The boss said to his four of his employees, “I’m really sorry, but I’m going to have to let one of you go.”

Black employee: “I’m a protected minority.

Female employee: “And I’m a woman.”

Oldest employee: “Fire me, buster, and I’ll hit you with an age discrimination suit so fast it’ll make your head spin.”

To which they all turn to look at the helpless young, white, male employee, who thinks a moment, then responds: “I think I might be gay!”

As the end of the day drew near, the handsome executive called his newly hired assistant into his office. “Do you know what time we quit around here?” he asked.

“Sure!” the girl nervously giggled. “Whenever somebody knocks on the door.”

To: All Employees
From: Human Resources
RE: Layoffs

As a result of the reduction of money for department areas, we are forced to cut down on our number of personnel. Under this plan, older employees will be asked to go on early retirement, thus permitting the retention of the younger people who represent our future. Therefore, a program to phase out older personnel by the end of the current fiscal year, via retirement, will be placed into effect immediately.

This program will be known as SLAP (Sever Late-Aged Personnel). Employees who are SLAPPED will be given the opportunity to look for jobs outside the company. SLAPPED employees can request a review of their employment records before actual retirement takes place.
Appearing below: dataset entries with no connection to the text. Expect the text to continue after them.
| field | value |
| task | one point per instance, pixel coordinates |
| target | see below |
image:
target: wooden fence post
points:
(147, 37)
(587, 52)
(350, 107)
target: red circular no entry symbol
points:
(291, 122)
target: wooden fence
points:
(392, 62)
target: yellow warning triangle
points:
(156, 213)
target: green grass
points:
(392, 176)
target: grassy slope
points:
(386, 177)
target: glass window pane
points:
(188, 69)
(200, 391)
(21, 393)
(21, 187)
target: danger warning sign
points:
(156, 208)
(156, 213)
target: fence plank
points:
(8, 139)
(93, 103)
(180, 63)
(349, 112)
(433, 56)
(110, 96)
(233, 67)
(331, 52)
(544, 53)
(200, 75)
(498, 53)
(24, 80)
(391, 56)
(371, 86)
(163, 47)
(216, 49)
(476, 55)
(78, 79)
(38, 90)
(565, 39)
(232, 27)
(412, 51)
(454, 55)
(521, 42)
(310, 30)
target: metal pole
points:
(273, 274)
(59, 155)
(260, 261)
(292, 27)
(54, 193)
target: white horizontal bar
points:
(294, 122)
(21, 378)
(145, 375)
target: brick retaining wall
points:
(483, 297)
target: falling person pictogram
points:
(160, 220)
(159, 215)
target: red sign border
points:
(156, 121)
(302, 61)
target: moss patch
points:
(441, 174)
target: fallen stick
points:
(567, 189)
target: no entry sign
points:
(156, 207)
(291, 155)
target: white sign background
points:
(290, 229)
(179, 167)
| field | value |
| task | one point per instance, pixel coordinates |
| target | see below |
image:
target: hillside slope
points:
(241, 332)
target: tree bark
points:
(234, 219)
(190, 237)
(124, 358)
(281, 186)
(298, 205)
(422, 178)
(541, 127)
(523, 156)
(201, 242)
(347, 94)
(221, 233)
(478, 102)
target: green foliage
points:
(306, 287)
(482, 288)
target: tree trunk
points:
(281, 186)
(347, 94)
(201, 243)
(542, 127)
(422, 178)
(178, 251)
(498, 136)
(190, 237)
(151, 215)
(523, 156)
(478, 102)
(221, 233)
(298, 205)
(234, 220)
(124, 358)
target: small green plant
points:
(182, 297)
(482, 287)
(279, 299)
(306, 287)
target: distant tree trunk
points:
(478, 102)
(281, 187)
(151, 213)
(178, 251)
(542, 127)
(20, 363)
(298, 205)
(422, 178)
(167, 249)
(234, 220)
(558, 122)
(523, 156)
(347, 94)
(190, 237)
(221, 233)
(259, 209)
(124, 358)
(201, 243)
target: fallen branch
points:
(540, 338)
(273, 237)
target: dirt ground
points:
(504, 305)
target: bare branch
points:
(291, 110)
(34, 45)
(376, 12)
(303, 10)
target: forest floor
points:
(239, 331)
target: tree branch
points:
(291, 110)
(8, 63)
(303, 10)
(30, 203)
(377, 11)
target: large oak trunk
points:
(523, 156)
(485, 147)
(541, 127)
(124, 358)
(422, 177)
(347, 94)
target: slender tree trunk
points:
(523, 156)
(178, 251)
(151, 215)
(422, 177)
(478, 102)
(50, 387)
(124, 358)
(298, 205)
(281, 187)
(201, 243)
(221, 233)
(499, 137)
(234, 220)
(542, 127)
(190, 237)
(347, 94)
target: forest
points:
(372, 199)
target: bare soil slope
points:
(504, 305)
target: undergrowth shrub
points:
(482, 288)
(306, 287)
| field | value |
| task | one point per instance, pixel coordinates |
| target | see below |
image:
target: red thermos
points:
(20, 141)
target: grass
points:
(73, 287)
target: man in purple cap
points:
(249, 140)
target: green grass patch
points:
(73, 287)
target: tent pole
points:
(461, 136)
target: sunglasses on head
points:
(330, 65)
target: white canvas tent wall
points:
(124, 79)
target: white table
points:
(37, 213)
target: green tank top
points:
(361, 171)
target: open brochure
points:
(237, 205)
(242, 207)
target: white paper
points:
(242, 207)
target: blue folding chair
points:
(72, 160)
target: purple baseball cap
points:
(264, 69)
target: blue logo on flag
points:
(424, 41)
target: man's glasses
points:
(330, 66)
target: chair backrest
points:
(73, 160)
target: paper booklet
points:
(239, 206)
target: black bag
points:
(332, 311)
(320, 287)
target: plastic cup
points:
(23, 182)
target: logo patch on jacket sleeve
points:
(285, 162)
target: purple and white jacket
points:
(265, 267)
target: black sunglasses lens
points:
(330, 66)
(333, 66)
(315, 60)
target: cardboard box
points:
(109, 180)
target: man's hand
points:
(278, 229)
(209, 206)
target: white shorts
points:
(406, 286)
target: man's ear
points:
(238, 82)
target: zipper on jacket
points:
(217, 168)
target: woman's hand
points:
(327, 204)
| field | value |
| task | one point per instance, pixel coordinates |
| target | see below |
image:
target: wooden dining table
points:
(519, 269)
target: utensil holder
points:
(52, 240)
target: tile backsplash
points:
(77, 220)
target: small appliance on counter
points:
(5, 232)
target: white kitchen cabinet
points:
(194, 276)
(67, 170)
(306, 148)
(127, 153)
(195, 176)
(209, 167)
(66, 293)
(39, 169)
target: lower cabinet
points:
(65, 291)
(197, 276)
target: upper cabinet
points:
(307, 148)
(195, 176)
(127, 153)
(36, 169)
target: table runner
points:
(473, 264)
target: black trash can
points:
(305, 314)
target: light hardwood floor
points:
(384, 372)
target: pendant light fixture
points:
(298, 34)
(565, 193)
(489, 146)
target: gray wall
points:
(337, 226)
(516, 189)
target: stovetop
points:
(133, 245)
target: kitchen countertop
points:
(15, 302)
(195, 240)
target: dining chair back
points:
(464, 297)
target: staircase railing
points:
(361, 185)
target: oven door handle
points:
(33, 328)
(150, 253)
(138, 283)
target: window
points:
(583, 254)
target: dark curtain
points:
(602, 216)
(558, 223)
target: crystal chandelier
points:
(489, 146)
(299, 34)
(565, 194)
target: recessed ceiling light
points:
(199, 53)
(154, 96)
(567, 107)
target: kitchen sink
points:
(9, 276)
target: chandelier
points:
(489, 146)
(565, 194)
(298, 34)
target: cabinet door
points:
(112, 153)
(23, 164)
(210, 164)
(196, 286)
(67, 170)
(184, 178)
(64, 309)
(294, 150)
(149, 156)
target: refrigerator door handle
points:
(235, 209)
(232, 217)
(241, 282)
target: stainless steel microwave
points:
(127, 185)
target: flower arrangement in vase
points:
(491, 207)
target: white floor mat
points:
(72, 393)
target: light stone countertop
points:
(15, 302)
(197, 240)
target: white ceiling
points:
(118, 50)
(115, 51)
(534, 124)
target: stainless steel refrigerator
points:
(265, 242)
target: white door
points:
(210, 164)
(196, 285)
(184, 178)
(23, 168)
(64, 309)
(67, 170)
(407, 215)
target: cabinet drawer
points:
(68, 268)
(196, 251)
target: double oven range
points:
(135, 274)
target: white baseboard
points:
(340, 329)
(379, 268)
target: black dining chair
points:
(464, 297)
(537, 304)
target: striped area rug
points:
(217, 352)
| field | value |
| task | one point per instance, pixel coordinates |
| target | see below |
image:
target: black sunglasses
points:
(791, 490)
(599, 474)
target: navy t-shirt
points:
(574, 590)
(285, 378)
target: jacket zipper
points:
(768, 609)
This phase of the program is called SCREW (Survey of Capabilities of Retired Early Workers). All employees who have been SLAPPED or SCREWED may file an appeal with the upper management.

This is called SHAFT (Study by Higher Authority Following Termination). Under the terms of the new policy, an employee may be SLAPPED once, SCREWED twice, but may be SHAFTED as many times as the company deems appropriate.

If an employee follows the above procedures, he/she will be entitled to get HERPES (Half Earnings for Retired Personnel’s Early Severance) or CLAP (Combined Lump sum Assistance Payment) unless he/she already has AIDS (Additional Income From Dependents or Spouse). After getting HERPES or CLAP employee’s will no longer be SLAPPED or SCREWED by the company.

Management wishes to assure the younger employees who remain on board that the company will continue its policy of training employees through our Special High Intensity Training (SHIT). This company takes pride in the amount of SHIT our employees receive. We have given our employees more SHIT than any company in this area.

If any employee feels they do not receive enough SHIT on the job, see your immediate supervisor.

YOUR SUPERVISOR IS SPECIALLY TRAINED TO MAKE SURE YOU RECEIVE ALL THE SHIT YOU CAN STAND.

H. R. Department

In the beginning, God’s alarm clock went off at 7:00 a.m. God got out of bed, said, “I hate Mondays!” Then he created the heavens and the earth.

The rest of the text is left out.